A deepening literacy crisis among Filipino students has prompted renewed calls for urgent reforms in basic education, with congressional education officials warning that too many learners are advancing through school without mastering foundational reading skills.

During the Second Congressional Commission on Education briefing on May 25, officials cited findings showing that many learners remain unable to read by Grade 3, while one in four students at every grade level struggles with reading. The situation worsens in Key Stage 3, covering Grades 7 to 10, where more than 80 percent of students were found to be struggling readers.

The figures were even more alarming in senior high school, with 87 percent of Grade 11 students reportedly unable to read independently.

“This education issue is a national emergency,” Senate President Pro Tempore Loren Legarda said during her first EDCOM II briefing as chairperson of the Senate Committee on Basic Education.

Education reform efforts discussed during the briefing focused on strengthening early-grade reading programs, improving teacher training, ensuring timely delivery of quality learning materials, and bringing culture and history more deeply into foundational learning.

Officials also pushed for a stronger reading culture, including support for local writers, publishers, bookstores, and learning materials that can help children build literacy at an early age.
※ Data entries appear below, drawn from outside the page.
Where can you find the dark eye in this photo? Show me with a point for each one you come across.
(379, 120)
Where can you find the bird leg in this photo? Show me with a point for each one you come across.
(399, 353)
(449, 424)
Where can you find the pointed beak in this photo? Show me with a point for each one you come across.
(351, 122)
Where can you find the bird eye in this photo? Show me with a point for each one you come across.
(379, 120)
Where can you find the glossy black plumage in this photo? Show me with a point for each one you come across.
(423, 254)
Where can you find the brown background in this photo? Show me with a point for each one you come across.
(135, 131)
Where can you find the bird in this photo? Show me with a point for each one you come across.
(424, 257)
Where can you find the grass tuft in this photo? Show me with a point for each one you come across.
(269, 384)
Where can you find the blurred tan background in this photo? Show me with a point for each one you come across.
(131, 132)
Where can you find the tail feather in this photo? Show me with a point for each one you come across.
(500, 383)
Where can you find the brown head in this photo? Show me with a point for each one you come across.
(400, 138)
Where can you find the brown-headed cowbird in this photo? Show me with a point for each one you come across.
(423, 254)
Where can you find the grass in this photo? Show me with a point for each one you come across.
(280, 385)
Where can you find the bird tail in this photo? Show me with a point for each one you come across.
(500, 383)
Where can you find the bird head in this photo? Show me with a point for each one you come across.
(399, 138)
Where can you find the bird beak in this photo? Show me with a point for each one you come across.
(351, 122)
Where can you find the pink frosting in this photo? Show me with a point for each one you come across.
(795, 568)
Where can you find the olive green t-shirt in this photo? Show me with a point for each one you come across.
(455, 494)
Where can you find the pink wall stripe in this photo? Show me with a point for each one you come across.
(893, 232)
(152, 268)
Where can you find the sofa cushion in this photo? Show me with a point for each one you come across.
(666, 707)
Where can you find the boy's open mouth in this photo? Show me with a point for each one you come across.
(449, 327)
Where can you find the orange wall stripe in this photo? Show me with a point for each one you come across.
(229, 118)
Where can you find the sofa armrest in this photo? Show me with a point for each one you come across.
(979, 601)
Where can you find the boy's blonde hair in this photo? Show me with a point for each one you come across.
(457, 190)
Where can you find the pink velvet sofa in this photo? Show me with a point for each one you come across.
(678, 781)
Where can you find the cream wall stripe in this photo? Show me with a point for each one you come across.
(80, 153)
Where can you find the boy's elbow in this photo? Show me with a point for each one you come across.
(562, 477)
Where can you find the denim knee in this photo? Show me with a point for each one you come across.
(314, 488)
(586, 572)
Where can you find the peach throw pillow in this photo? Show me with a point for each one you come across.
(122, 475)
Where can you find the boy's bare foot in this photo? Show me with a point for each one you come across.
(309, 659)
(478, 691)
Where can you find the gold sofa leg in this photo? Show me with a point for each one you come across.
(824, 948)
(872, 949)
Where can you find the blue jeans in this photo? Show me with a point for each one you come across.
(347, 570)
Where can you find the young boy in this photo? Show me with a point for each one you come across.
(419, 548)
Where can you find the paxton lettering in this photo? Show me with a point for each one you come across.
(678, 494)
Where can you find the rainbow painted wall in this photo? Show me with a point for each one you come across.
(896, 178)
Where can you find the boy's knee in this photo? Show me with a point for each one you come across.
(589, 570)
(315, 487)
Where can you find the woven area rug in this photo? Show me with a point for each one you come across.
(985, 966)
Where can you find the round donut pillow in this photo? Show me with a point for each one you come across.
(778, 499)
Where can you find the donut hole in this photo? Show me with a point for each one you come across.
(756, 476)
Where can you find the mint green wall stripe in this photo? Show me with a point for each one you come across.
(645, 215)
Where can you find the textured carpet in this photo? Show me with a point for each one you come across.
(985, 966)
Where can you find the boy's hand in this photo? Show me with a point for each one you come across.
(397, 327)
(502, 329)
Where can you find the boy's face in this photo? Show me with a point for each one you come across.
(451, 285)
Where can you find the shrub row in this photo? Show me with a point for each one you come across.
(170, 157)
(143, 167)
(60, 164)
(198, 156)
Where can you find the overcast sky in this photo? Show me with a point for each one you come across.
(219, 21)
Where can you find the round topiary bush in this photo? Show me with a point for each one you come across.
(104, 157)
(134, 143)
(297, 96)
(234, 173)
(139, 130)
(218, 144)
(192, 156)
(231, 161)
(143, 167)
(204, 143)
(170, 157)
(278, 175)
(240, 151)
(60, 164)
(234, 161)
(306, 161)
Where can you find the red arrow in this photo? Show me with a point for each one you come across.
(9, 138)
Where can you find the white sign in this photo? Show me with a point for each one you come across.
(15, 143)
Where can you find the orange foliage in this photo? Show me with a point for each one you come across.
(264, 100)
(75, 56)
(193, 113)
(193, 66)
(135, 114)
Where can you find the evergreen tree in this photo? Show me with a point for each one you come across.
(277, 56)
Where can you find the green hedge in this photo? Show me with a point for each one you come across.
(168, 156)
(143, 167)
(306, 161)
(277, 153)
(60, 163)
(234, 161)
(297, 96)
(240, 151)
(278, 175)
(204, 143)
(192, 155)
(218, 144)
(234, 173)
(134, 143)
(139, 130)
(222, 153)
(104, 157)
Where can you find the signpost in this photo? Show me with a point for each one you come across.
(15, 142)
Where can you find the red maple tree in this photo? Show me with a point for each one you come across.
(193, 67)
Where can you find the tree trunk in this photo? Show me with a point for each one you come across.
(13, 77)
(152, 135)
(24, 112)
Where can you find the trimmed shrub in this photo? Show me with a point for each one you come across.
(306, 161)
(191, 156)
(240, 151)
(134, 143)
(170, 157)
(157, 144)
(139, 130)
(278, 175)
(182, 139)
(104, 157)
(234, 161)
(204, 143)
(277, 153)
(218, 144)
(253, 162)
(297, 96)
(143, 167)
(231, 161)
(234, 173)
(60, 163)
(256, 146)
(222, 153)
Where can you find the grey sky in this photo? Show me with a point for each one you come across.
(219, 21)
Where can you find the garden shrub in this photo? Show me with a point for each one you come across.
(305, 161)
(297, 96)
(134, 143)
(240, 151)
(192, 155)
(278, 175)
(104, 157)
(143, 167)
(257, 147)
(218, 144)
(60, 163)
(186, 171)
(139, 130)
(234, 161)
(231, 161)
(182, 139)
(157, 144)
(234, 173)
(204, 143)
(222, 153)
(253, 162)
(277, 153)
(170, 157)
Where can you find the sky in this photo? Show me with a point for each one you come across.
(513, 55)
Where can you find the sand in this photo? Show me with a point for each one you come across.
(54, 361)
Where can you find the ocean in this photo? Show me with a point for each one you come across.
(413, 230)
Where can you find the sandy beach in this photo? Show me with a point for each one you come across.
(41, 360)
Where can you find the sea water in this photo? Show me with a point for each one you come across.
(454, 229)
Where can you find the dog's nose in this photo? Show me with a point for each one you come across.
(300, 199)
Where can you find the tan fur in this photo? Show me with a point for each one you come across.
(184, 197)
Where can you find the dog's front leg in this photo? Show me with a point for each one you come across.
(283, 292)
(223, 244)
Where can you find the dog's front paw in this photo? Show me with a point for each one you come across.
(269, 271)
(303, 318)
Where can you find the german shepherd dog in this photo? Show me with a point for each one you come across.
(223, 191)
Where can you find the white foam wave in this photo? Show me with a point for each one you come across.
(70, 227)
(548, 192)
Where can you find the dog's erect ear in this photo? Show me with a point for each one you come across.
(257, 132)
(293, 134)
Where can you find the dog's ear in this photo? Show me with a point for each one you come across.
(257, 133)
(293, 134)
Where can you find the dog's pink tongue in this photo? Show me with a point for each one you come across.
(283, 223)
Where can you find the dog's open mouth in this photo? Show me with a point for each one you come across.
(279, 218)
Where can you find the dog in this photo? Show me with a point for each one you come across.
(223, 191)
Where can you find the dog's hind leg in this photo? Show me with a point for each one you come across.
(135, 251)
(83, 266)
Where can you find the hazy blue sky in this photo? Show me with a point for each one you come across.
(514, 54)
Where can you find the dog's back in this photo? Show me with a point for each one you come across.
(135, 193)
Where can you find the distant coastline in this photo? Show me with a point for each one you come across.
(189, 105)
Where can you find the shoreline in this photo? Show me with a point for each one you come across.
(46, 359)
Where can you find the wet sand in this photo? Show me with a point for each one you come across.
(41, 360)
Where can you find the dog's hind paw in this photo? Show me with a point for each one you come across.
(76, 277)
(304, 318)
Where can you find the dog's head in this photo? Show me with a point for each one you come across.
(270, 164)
“Gusto kong bumalik tayo sa pagbabasa ng aklat. Let a thousand bookstores and writers bloom. In doing so, we educate our youth, and at the same time, we also sustain our writers, publishers, and creators,” Legarda said.

The briefing also raised concerns over whether students are developing sufficient understanding of Philippine history, culture, and heritage. One proposal involves strengthening cultural mapping programs with the National Commission for Culture and the Arts, with teachers helping document and teach the history and identity of their own communities.

“By Grade 5, dapat kaya na nilang ipaliwanag ang mga nagawa ni Rizal at ang kanyang mga adhikain. Mahalaga ang kasaysayan at kultura, dapat ito ay buhay sa ating mga paaralan,” the legislator said.

Lawmakers also noted that school observances mandated by law need not result in class suspensions, saying these can instead be integrated into classroom hours to help students learn history, culture, and civic values without disrupting instruction.

Among the reforms cited was the ARAL Law, or Republic Act No. 12028, which seeks to address learning gaps through academic recovery programs. Other proposed measures include amendments to the Expanded Government Assistance to Students and Teachers in Private Education Act, the Classroom Building Acceleration Program, and the Masustansyang Pagkain Bill, which links nutrition to improved learning and cognitive development.

Education officials stressed that literacy, nutrition, classroom access, teacher support, and cultural grounding must be treated as connected priorities rather than separate concerns.

“The solutions are within our reach, but they require urgency, coordination, and sustained political will. We must ensure that every Filipino child can read, understand, and participate meaningfully in nation-building,” she said.

The EDCOM II briefing underscored the scale of the country’s learning crisis and the need for coordinated action to ensure that Filipino children are not merely promoted from one grade level to another, but are equipped with the reading, comprehension, and civic foundations needed to succeed in school and beyond.